Thankfully, in October 2017, a federal court in California ruled that RICO did not apply in this case and dismissed all claims against Greenpeace. While this is a victory for Greenpeace, the ramifications of this case are significant. It is painfully evident that corporate actions such as these are a major threat to free speech and advocacy.
Just one year later in August 2017, Greenpeace was hit yet again with a meritless lawsuit. This time, the plaintiff was Energy Transfer Partners--the company behind the infamous Dakota Access Pipeline. Energy Transfer is also represented by the Kasowitz Firm. Greenpeace was sued for allegedly organizing the Indigenous-led protests that caused Energy Transfer to suffer “billions of dollars in damages” (Greenpeace), as well as inciting “eco-terrorism”. Not only does this accusation devalue the importance of the largest gathering of tribes in 100 years, it is yet another example of suing to silence. Greenpeace will fight this case in court, but the financial impact of this type of litigation cannot be ignored. Not every advocacy group is as financially and legally equipped as Greenpeace, and the possibility of these SLAPP suits succeeding is a major threat to smaller groups and individual activists.
Greenpeace is not the only one suffering from these types of lawsuits. For example, Cristobal Bonifaz was one of several human rights attorneys who represented Ecuadorian plaintiffs who claimed they developed cancer as a result of Chevron’s oil spills. After the case was dismissed, Chevron brought a 4 million-dollar suit against Bonifaz, accusing him of malicious prosecution. Luckily, Bonifaz was able to defend himself with California's anti-SLAPP statutes. (ABA Journal)

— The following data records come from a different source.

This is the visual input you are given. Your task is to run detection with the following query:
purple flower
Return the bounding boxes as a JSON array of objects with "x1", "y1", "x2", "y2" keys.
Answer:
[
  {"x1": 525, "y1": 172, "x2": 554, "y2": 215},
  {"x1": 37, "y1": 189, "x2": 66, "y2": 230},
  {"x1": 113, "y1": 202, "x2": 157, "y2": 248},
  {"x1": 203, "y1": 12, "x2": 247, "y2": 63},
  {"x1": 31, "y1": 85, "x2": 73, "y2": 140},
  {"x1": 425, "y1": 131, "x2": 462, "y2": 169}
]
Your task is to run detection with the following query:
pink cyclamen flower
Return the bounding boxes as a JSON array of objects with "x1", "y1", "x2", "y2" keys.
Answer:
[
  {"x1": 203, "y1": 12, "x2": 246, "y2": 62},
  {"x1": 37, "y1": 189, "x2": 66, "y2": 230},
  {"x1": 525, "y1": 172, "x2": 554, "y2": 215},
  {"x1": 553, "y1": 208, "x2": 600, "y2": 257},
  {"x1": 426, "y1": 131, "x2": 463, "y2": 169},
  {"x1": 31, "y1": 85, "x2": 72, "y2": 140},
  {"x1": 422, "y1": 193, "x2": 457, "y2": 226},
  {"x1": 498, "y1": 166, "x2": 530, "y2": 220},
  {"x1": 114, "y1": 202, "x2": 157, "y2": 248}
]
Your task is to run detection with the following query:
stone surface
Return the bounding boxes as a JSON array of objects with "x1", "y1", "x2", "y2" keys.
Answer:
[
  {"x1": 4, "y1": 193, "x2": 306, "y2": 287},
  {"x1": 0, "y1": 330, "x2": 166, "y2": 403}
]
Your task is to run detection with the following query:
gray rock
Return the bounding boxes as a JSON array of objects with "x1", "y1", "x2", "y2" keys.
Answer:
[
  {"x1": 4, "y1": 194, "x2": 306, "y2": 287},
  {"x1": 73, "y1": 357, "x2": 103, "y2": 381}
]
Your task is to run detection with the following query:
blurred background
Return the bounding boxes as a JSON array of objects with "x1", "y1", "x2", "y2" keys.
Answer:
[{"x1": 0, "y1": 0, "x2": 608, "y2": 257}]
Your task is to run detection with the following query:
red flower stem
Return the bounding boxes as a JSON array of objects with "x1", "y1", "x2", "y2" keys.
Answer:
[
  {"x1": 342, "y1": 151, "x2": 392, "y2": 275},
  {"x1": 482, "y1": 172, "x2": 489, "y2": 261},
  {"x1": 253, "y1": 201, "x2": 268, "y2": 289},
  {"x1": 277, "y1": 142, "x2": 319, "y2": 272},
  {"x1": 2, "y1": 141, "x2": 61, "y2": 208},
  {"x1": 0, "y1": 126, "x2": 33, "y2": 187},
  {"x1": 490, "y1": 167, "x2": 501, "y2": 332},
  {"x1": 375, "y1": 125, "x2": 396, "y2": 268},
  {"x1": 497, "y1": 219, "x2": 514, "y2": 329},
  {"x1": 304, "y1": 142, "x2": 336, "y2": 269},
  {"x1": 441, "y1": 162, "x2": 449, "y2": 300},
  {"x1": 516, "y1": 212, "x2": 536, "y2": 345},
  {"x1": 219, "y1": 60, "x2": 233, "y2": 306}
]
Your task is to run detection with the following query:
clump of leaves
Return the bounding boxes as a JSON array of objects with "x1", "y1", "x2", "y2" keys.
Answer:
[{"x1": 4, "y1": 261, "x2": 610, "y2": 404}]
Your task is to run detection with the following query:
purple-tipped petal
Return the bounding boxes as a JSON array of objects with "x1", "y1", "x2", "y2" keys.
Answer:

In another case, Dole Food Company brought a defamation lawsuit against Fredrik Gertten and his team of Swedish documentary filmmakers who created the film Bananas!. In the film, Gertten followed the case Tellez v. Dole and exposed the plight of exploited Nicaraguan banana plantation workers. Gertten ultimately won the defamation case by using California’s anti-SLAPP laws, and the judge ordered Dole to pay Gertten $200,000 for the cost of its frivolous litigation. Gertten went on to create another documentary--Big Boys Gone Bananas!--about Dole’s attempts to silence him through our legal system. Another repeat offender, Alabama-based Drummond Coal, has ongoing RICO and libel actions against attorneys representing thousands of Colombian citizens who sued for Drummond’s alleged complicity in the murder of their family members.
Although many SLAPP suit victims have successfully defended themselves, this vicious litigation tactic is an alarming trend. Today, only 28 states have enacted anti-SLAPP laws, all of which vary in the scope of protection. If this trend continues, a dangerous amount of power is placed in the hands of major corporations. What will happen when people become too afraid to speak truth to power?
Madison Kewin is a fall communications intern with Corporate Accountability Lab. Charity Ryerson is a co-founder and legal designer for Corporate Accountability Lab.